Monique Gray Smith is a Canadian writer of children's and young adult literature. She is also an international speaker and consultant. Of Cree, Lakota and Scottish descent, Smith is based in Victoria, British Columbia.

== Career ==
She is most noted for her young adult novel Tilly, a Story of Hope and Resilience, which won the Burt Award for First Nations, Métis and Inuit Literature in 2014, and her children's picture book My Heart Fills With Happiness, which won the Christie Harris Illustrated Children's Literature Prize in 2017. In 2018 she was named as a finalist for the TD Canadian Children's Literature Award for Speaking Our Truth: A Journey of Reconciliation, and for the Burt Award for The Journey Forward, a compilation of two novellas co-written with Richard Van Camp.
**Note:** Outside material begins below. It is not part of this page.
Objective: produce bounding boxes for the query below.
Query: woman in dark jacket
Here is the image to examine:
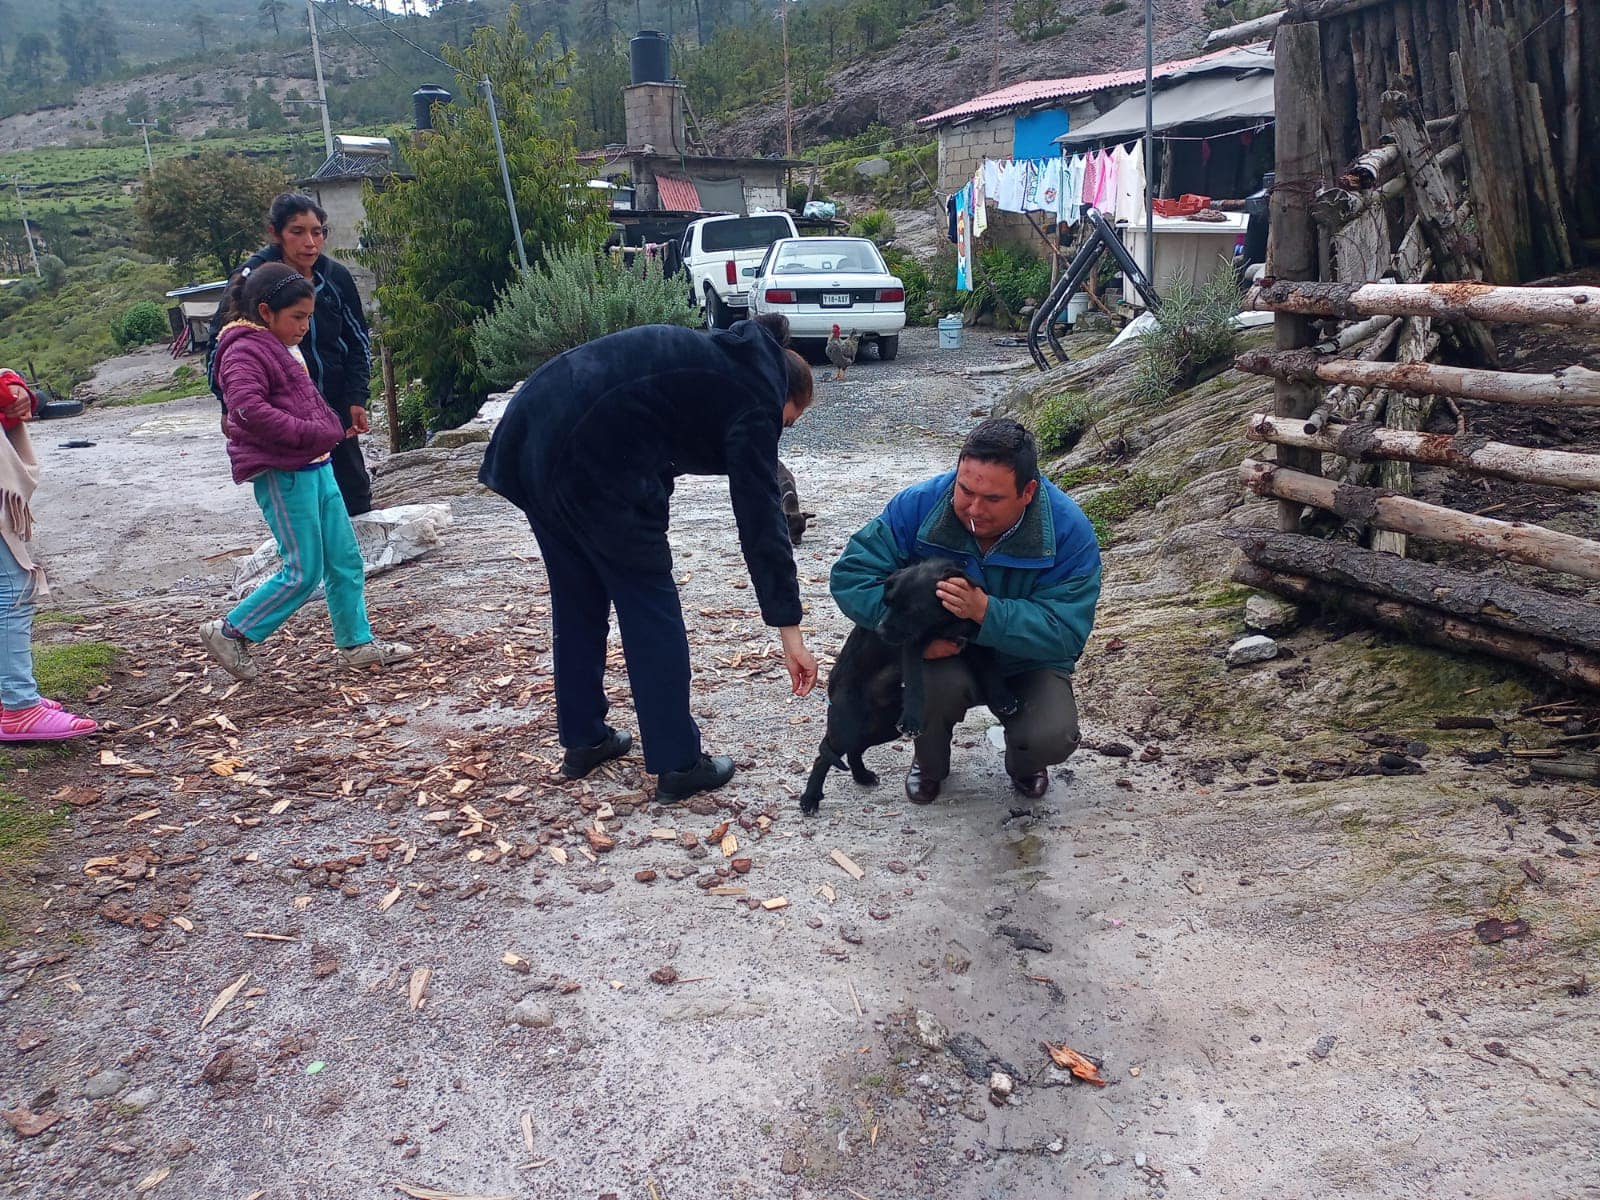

In the same year she published Tilly and the Crazy Eights, a sequel to her first novel.

In addition to her work as a writer, Smith has worked as a psychiatric nurse in Indigenous communities for over 25 years, having completed formal nurses training at Douglas College. She also spent 5 years working as Instructor for Curriculum Design at the Justice Institute of BC and has been an Inspirational Speaker for Little Drum Consulting for more than 20 years.

== Awards ==
- Winner of Burt Award for First Nations, Métis and Inuit Literature for Tilly: A Story of Hope and Resilience, 2014.
- Winner of Bolen Books Children's Book Prize for Speaking Our Truth: A Journey of Reconciliation, 2018.
- Finalist for BC Book Prize for My Heart Fills With Happiness, 2017.
- Finalist for the Marilyn Baillie Picture Book Award for You Hold Me Up.
- Finalist for TD Canadian Children's Literature Award for Speaking Our Truth: A Journey of Reconciliation, 2018.